As we get pirtobrutinib [Jaypirca] on the scene, ongoing trials need to be [conducted]to determine exactly how best to leverage this agent. I was very impressed with the toxicity profile, which seems to be perhaps more manageable and with fewer of the concerns seen with earlier BTK inhibitors, without sacrificing much efficacy. Whether covalent or noncovalent, we certainly see a path forward for an agent that may improve upon the toxicity profile while building on a very efficacious backbone.
How does a comprehensive understanding of tolerability contribute to the selection of covalent vs noncovalent BTK inhibitors and management of associated toxicities?
We certainly rely on our lymphoma colleagues. These [agents] certainly were game changers when they were brought into the clinic. [When considering their use], understanding the different experiences that different folks have had, getting a sense for where these can fit [into the paradigm], and not exacerbating other preexisting comorbidities is important.
What additional treatment modalities are of interest in CLL, and how could these emerging therapies affect treatment sequencing?
Watching from the myeloid side of things and seeing these disease-modifying therapies and understanding the mechanisms that allow these cells to proliferate and survive is remarkable. There’s almost an abundance of riches. The excitement in developing BCL-2 inhibitors, BTK inhibitors, or targeted therapies with CD20-, CD19-[directed] CAR T-cell therapies, bispecifics, and similar approaches is clear.

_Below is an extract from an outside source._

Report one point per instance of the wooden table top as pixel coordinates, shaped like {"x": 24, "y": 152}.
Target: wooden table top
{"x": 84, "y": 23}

The interesting thing will be figuring out what we can sequence, what we can combine, and how to do so safely. CLL is a disease in which patients can live without treatment for a long time. However, what is the trigger to start treatment? How can we give the safest, most effective treatment upfront and achieve the longest period of time for patients to live with a normal quality of life, or maybe even discontinue therapy and have treatment-free remissions? I’m fascinated by [these developments].